This issue of KIU Journal of Humanities touches on Development Administration, Educational Psychology, Literary Studies, Religious Studies and Legal Studies.
The first part of the Journal focues on Development Administration. One of the papers in this section reveals that that there are both natural and human causes of environmental degradation eventhough human causes are more than the natural. It is uncovered that humans have continued to exploit nature through the irresponsible use of natural resources. This paper, therefore, concludes that environmental degradation problems in Nigeria can be effectively address through Christian stewardship, eco-justice and creation spirituality, which are the emerging environmental ethical ideologies in contemporary Christianity and other Christian ecological values inherent in the bible. Nigerian Christians must become ambassadors of these environmental ethical principles for effective ecological healing in the country.
Papers in section two explore issues in Educational Psychology.

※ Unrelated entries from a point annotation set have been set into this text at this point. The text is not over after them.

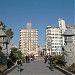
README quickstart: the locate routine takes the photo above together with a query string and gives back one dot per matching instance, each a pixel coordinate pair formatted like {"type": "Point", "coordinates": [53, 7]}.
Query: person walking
{"type": "Point", "coordinates": [45, 59]}
{"type": "Point", "coordinates": [51, 62]}
{"type": "Point", "coordinates": [19, 64]}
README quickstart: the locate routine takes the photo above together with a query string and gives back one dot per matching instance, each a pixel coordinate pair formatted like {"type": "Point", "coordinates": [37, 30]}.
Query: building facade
{"type": "Point", "coordinates": [29, 40]}
{"type": "Point", "coordinates": [54, 38]}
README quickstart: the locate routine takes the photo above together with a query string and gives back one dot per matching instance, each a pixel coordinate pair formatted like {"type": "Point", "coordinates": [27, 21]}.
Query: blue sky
{"type": "Point", "coordinates": [41, 13]}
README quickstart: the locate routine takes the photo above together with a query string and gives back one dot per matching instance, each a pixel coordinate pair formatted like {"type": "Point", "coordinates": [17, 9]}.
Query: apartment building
{"type": "Point", "coordinates": [29, 40]}
{"type": "Point", "coordinates": [54, 38]}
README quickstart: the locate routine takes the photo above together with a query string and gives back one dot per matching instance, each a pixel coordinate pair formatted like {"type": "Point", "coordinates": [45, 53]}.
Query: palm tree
{"type": "Point", "coordinates": [9, 34]}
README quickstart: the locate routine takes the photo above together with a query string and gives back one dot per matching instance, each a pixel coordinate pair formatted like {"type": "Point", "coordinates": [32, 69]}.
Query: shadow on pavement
{"type": "Point", "coordinates": [50, 68]}
{"type": "Point", "coordinates": [21, 69]}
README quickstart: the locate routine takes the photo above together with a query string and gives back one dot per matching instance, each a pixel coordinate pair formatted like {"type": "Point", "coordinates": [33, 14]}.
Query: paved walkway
{"type": "Point", "coordinates": [37, 67]}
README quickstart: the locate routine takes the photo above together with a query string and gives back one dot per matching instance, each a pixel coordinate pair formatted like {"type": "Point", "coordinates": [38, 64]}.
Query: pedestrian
{"type": "Point", "coordinates": [19, 64]}
{"type": "Point", "coordinates": [51, 62]}
{"type": "Point", "coordinates": [45, 59]}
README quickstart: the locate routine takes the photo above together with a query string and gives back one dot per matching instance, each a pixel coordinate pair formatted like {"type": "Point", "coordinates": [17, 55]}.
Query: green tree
{"type": "Point", "coordinates": [3, 25]}
{"type": "Point", "coordinates": [9, 34]}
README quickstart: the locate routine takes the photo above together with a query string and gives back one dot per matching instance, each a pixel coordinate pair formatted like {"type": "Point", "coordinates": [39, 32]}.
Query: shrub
{"type": "Point", "coordinates": [3, 68]}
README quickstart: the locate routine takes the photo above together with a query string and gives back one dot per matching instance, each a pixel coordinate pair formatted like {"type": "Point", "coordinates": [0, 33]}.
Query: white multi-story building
{"type": "Point", "coordinates": [54, 38]}
{"type": "Point", "coordinates": [29, 40]}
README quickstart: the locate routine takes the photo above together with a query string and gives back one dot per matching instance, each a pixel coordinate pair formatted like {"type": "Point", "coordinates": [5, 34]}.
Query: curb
{"type": "Point", "coordinates": [64, 71]}
{"type": "Point", "coordinates": [8, 70]}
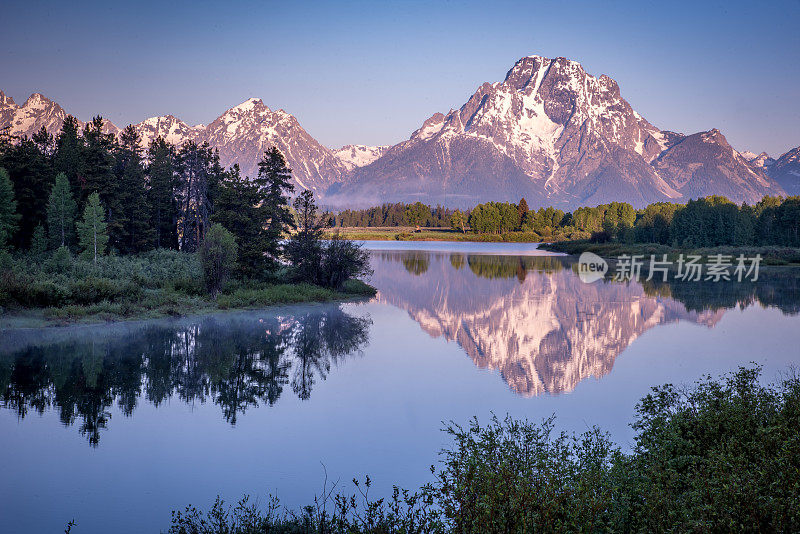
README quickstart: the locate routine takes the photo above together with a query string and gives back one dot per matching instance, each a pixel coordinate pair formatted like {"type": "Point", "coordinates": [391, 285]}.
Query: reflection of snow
{"type": "Point", "coordinates": [544, 334]}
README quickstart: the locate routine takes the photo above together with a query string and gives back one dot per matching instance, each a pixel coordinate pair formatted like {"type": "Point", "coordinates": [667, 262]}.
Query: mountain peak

It is postulated in one of the papers that there is a negative or inverse relationship between academic performance and stress, anxiety and depression, meaning that the higher the students’ level of stress, anxiety, and depression, the lower the academic performance. It is, therefore, recommended that school counsellors and psychologists should be encouraged to address the issues of stress, anxiety and depression especially among hundred level students so as to enhance their adjustment and academic performance.
One of the papers, in the third section is on Language and Literary Studies, demonstrates that the spoken aspect of a language is very vital in the learning of a foreign language. The paper lays emphases on effective oral communication amongst students in a bilingual environment and in the same vein recommends some pedagogical techniques in enhancing and promoting effective oral communication in French.
Papers in section four deals with issues in Religious Studies. While advocating socio-economic and religious restructuring of Nigeria based on the principle of maslaha al-mursalaha, one of the papers in this section, recommends that 1999 Constitution should be amended to accommodate laws that will address issues on resource control and restructuring. The paper further recommends that states should be allowed to take 80% of the resources found in their respective states or regions while 20% of the resources should be allocated to the Federal Government. And the Federal Government of Nigeria should also promote justice, fairness and equity (which Islam preaches) among the federating units and continue to wage ‘war’ against corruption, insurgency, militancy, kidnapping and other crimes (which Islam forbids) that are threatening the cooperate existence of Nigeria.
In the last section which centres on Legal Studies, one of the papers concludes and recommends that embracing non-custodial sentencing will reduce prison reception and minimize the enormous government resources in maintaining the prison infrastructure and the prisoners in Nigeria. In this regard, the paper suggests that there is need for a redress of the challenges mitigating the smooth application of non-custodian sentences in Nigeria's criminal Justice System.
On the whole, this issue of KIU Journal of Humanities features many empirical and theoretical based articles which can be of great benefit to every reader.